There’s a scene in the later half of season three of Netflix’s pitch-black comedy Dead To Me (the soapy-yet-silly series about the unlikely friendship borne between two women who accidentally kill each other’s dirtbag husbands) that perfectly encapsulates two of the series’ most important characters: Christina Applegate’s Jen Harding and Jams Mardsen’s Ben Wood. The pair’s will-they-won’t-they has been complicated by grief: The loss of Jen’s husband opens season one, while season three’s plot swirls around the discovery of the corpse of Ben’s long-missing twin, who, uh, Jen killed in a heated altercation (unbeknownst to loveable lunk Ben). “How do you cope with the pain?” a wet-eyed Ben asks tough-gal Jen, who is wracked with guilt. She shows him her secret coping strategy as they sit in her SUV, turning on the stereo system.

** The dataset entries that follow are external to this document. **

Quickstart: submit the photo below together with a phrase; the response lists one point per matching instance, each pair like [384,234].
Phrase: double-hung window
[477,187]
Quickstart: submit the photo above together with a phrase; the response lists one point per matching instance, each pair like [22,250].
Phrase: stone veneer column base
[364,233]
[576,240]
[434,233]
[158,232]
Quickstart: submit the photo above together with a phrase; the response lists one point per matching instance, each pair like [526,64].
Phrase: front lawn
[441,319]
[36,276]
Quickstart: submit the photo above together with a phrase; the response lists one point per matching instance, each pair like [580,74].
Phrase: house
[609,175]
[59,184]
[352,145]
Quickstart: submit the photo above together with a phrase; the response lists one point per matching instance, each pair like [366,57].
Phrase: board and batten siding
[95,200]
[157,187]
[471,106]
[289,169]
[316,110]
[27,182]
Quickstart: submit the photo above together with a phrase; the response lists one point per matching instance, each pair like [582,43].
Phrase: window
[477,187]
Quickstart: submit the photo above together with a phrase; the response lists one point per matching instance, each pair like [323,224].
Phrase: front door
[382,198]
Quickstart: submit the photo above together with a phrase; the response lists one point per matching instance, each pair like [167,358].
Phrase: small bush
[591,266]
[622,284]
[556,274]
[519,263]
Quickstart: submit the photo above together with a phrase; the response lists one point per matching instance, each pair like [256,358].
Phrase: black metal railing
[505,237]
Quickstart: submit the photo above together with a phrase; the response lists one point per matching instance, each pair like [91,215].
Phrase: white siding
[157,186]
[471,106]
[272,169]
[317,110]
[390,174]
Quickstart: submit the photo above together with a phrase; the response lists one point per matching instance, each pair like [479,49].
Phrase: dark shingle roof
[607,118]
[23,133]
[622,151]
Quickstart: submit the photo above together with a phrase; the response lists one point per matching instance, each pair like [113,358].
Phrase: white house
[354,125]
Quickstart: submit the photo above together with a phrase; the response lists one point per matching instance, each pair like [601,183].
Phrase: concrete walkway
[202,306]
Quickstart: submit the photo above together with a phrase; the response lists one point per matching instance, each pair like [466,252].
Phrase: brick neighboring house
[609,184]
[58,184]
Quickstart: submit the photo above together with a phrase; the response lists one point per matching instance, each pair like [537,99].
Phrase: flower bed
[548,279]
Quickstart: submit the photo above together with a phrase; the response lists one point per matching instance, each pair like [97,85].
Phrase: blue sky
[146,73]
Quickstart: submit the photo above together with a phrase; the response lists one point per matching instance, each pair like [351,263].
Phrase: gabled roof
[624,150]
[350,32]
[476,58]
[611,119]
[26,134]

The gag here is that you’re set up to expect blonde, suburban Jen to have a playlist of lovelorn songs at the ready, but instead she’s blasting metal music, explaining to Ben that screaming along to the curse-laden, abrasive sounds helped her process her rage at her husband’s unexpected death. I dare you not to cackle as Ben shares he’s more of a Patsy Cline kinda guy.
The only thing that could’ve made the scene any better would have been if Jen’s playlist included Halifax metalcore outfit Pale Ache—specifically, the band’s 2022 offering, Mourning as a Metaphor. The LP opens with squalls of feedback before guttural, shouted lyrics share “all I am died today/all I am died with you.” It’s beyond being dropped in the deep end. Rather, the band is dunking you into the depths of the abyss.

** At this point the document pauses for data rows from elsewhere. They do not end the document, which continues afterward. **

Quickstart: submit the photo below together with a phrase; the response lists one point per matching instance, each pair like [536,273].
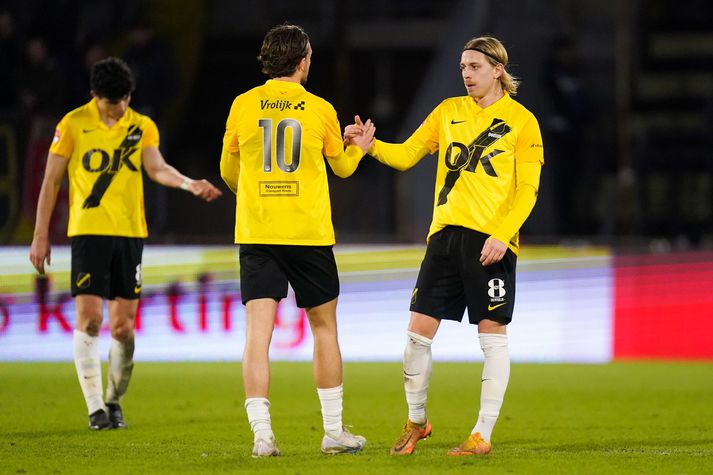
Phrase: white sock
[258,409]
[417,374]
[496,373]
[88,364]
[331,401]
[121,364]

But you don’t have to have an ear for hardcore to quickly find yourself carried by the current: Mourning manages to deliver the dramatic and the distorted in a way that makes a notoriously opaque genre suddenly permeable, based off its knack for melody in a type of music dismissed as not having any.
Snarling, emotionally cognizant lyrics and pummelling percussion are the floor of an album that grabs you into an undertow at split-second speed. Pale Ache’s sense of the audience’s load-bearing ability is part of what makes the album such a standout, though: An innate instinct of when to switch tempo, when to break the heaviness, and when to double down on it, keeps listeners’ stamina high and ears hooked.
By the album’s midpoint, the standout “I Saw Life”, your own inner Jen will be rollicking in a thunderstorm of big feelings—all while Pale Ache grows a sense of atmospheric dread via a slowly building backing that reaches its dizzying apex as lyrics scream: “mourning as a metaphor/echoing throughout these vacant halls/wondering if you'd be proud to see the ways we've grown/but I guess I'll never know.”